‘Trocaram as fechaduras e jogaram seus pertences fora’: idoso expulso de casa após luto ganha indenização em SC

Share

A 5ª Câmara Civil do Tribunal de Justiça de Santa Catarina (TJSC) reformou uma sentença de primeira instância e reconheceu o direito de um idoso a receber indenização por danos morais e materiais após ser expulso da casa onde vivia com a companheira falecida. A decisão foi unânime.

O idoso manteve união estável por mais de quatro anos com a proprietária de fato do imóvel, onde o casal residia em Rio Negrinho, no Planalto Norte catarinense. Após o falecimento da companheira, em julho de 2022, familiares dela passaram a pressionar o idoso para que deixasse o local.

A pressão, no entanto, não se limitou a cobranças verbais. Segundo os autos do processo, os familiares da falecida invadiram a residência, retiraram móveis e pertences do idoso, descartaram objetos pessoais e trocaram as fechaduras da casa para impedir que ele pudesse retornar. O homem, em pleno luto, ficou sem moradia e sem seus bens.

Primeira instância negou os pedidos

Em primeira instância, o juízo da 1ª Vara da comarca de Rio Negrinho julgou improcedentes todos os pedidos do idoso. A defesa dos familiares sustentou que agiram no exercício legítimo do direito de propriedade sobre o imóvel.

Inconformado, o autor recorreu ao TJSC, argumentando que os boletins de ocorrência registrados e a própria confissão dos réus no processo eram provas suficientes da conduta ilícita.

Desembargadora reconheceu direito de habitação do idoso

A desembargadora relatora do caso acolheu o recurso.
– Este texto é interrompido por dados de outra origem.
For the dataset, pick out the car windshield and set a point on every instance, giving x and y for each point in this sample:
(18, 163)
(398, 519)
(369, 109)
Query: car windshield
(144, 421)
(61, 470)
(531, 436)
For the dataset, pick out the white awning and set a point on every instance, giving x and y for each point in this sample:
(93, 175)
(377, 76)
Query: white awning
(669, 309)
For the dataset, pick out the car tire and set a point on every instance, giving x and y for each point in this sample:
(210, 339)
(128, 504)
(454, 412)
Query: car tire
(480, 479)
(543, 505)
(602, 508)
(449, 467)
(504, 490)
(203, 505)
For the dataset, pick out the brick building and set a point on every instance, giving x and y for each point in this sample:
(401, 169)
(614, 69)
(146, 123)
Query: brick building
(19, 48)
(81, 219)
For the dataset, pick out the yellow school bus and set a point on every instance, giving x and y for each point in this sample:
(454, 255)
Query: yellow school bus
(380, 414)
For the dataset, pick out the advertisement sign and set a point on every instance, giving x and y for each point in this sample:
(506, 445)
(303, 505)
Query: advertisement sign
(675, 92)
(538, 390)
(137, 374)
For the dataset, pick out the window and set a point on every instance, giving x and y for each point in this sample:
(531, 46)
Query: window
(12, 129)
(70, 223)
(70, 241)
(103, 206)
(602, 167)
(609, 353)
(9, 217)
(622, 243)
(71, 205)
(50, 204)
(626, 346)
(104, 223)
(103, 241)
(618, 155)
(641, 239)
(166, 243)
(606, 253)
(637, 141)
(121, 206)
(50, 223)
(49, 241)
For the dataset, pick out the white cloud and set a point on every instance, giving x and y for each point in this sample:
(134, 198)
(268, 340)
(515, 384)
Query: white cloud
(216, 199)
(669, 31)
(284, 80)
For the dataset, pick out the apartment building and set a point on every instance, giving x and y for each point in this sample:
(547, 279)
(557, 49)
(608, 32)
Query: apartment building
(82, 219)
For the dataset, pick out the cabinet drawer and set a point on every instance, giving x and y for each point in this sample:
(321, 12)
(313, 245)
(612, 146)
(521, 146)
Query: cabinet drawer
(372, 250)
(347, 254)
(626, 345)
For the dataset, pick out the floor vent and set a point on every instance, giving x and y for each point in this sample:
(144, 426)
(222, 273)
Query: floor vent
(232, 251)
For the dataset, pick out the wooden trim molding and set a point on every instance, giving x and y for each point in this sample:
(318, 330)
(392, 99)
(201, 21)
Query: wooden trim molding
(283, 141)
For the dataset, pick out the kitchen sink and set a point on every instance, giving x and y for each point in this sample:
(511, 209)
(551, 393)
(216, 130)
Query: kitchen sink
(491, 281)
Segundo ela, a prova documental e testemunhal confirmou a existência da união estável, caracterizada pela convivência pública, contínua e duradoura, o que garante ao companheiro sobrevivente o direito real de habitação, conforme previsto no Código Civil. O relatório destacou que o imóvel era a única residência do autor.

A relatora ressaltou ainda que, mesmo que o bem estivesse formalmente registrado em nome de terceiro, ficou comprovada a posse legítima e consentida do idoso, sendo vedada a retomada do imóvel por meios próprios, sem o devido processo judicial.

A desembargadora classificou os atos praticados pelos réus, invasão do imóvel, retirada de móveis, descarte de objetos pessoais e impedimento de acesso, como esbulho possessório e exercício arbitrário das próprias razões. A conduta foi considerada ilícita e suficiente para gerar responsabilidade civil.

Indenizações somam R$ 16,5 mil

Em relação aos danos materiais, o tribunal fixou a indenização em R$ 6,5 mil, valor correspondente aos bens essenciais perdidos pelo idoso, como eletrodomésticos, móveis e objetos pessoais, cuja perda foi comprovada nos autos.

Quanto ao dano moral, a relatora destacou que a situação vai muito além de um simples desentendimento familiar, especialmente considerando a condição de idoso do autor e o contexto de luto em que os fatos ocorreram. A violência patrimonial e psicológica, aliada à expulsão do lar, foi considerada suficiente para configurar dano moral presumido. A indenização foi fixada em R$ 10 mil.

Ao fundamentar o voto, a relatora fez questão de destacar a proteção constitucional devida ao idoso:

“Este Tribunal não pode olvidar que o apelante está sob a égide protetiva do Estatuto do Idoso e da Constituição Federal, que impõem à família, à sociedade e ao Estado o dever de amparar as pessoas idosas, assegurando sua participação na comunidade e defendendo sua dignidade e bem-estar. O direito à habitação é um desdobramento do princípio da dignidade da pessoa humana e deve prevalecer sobre o direito de propriedade quando este é exercido de forma abusiva e antissocial.”

O voto foi acompanhado por unanimidade pelos demais magistrados da 5ª Câmara Civil. Os réus foram condenados solidariamente ao pagamento das indenizações, com inversão dos ônus sucumbenciais.